@j_bertolotti - thanks, Jacob! I agree that tensors are often explained badly. And I agree with @ddrake that Tai-Danae Bradley's blog explanation is delightfully clear.

I learned tensors because I wanted to understand general relativity and this was a bridge I *had* to cross. So I spent a lot of time studying them. Nowadays Google's open-source machine learning software "TensorFlow" may push other people into understanding tensors. But it would be nice if people got a tiny taste of them right around when learning matrices.

Like: "Hey! It's cool how you can multiply a vector by a 2-dimensional array of numbers and get a vector. But it doesn't stop there! In a viscous fluid the stress is a 2d array of numbers and so is the gradient of velocity, and you have to multiply the gradient of the velocity by a 4-dimensional array of numbers to get the stress!"

Well, that's probably too intense, but just some hint that after Tᵢⱼ thingies we'll want Tᵢⱼₖ thingies and Tᵢⱼₖₗ thingies and so on...

https://en.wikipedia.org/wiki/Viscosity#General_definition

@j_bertolotti I had the same thing happen with real analysis. I took it in undergrad, in grad school, and was always..."meh". But years later, after teaching basic stuff, and encountering little things about real analysis here and there, I came around to the "OMG, guys, this is amazing!" attitude.

Just like with the tensor product stuff that I started with here, I want to go back and teach real analysis, so that I can burst into a classroom and say, "guys! This amazing! The real numbers, and functions thereof, are SUPER WEIRD and amazing!"

@katchwreck ooh, I love that. Especially since my favorite way to motivate Fourier series and orthogonality of functions is the same analogy: vectors are orthogonal when the dot/inner product is zero. You get the inner product by multiplying corresponding entries and adding: for functions, the same idea is an integral: \(\int_{-\infty}^\infty f(t) g(t) dt\).

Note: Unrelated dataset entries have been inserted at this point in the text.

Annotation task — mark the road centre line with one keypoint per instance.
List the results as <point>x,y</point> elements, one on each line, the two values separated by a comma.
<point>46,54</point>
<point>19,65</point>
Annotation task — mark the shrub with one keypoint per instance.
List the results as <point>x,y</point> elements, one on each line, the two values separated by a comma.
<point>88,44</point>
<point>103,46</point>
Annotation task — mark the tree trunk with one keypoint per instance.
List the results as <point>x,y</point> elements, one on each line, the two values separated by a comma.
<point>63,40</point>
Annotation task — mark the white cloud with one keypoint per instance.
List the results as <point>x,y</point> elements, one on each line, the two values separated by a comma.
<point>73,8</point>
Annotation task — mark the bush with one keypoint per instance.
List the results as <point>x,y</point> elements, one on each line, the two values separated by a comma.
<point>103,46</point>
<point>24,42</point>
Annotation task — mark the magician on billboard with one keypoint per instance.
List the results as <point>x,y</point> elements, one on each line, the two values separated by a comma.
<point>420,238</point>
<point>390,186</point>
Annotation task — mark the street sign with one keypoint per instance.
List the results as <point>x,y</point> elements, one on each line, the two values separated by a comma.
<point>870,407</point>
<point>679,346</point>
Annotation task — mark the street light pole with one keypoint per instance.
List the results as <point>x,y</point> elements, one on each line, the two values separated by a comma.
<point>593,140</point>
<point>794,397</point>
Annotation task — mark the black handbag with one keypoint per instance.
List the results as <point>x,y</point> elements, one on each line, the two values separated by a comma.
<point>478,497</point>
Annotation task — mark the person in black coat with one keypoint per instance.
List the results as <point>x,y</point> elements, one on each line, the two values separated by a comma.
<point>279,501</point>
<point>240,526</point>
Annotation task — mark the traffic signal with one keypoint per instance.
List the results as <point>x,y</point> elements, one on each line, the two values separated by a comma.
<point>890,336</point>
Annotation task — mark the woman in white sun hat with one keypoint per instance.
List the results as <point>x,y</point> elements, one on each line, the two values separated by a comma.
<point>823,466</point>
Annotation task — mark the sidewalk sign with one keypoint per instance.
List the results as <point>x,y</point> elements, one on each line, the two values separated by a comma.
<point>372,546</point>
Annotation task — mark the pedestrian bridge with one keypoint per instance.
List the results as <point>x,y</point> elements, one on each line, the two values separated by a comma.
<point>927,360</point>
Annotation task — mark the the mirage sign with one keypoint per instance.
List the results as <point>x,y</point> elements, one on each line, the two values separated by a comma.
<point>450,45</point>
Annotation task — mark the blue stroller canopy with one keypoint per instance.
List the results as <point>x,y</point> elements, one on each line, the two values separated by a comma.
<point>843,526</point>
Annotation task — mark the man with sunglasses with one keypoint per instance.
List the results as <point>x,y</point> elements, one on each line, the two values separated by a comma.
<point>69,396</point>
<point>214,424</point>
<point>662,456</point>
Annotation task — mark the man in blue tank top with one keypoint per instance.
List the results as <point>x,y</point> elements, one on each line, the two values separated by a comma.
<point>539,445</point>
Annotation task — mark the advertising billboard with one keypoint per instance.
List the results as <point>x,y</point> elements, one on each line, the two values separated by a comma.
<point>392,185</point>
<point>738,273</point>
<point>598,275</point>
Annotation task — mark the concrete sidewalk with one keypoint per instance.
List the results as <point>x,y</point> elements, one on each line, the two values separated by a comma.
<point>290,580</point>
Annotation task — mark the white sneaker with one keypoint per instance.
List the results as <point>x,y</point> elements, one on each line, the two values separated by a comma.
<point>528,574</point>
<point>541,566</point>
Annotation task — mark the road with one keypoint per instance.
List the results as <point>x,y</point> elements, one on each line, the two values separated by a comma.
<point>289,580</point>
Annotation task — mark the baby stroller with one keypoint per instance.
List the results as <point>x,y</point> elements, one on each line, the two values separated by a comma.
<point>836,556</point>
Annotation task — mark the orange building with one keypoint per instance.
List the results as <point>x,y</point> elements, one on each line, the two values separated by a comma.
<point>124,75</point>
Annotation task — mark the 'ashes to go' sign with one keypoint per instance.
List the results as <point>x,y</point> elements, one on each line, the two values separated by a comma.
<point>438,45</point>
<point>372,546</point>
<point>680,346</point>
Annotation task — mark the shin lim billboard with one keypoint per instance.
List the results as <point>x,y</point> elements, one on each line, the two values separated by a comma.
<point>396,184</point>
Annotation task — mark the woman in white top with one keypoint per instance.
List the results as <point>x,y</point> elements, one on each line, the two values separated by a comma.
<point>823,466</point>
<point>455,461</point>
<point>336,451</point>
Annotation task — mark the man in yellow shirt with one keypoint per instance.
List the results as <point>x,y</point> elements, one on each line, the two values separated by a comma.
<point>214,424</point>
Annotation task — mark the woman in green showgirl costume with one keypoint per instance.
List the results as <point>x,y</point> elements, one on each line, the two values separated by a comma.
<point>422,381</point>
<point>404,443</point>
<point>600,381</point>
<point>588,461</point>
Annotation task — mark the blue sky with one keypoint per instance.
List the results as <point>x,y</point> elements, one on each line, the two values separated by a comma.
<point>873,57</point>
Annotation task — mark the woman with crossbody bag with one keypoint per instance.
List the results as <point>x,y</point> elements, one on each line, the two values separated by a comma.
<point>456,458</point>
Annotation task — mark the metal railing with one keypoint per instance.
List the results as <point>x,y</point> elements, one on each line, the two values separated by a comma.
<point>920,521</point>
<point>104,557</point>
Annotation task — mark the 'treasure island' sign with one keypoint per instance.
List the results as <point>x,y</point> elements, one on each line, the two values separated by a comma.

I like that because I understand the basic inner product well, and have good intuition for it, and can use that to understand the integrals and such. This goes the other way! If I have two functions, I feel very comfortable making a new function \( (x,y) \to f(x) g(y)\). And now likewise I can better understand having two vectors \(\vec{v}\) and \(\vec{w}\) and making a new vector/tensor \(\vec{v} \otimes \vec{w}\). Thanks!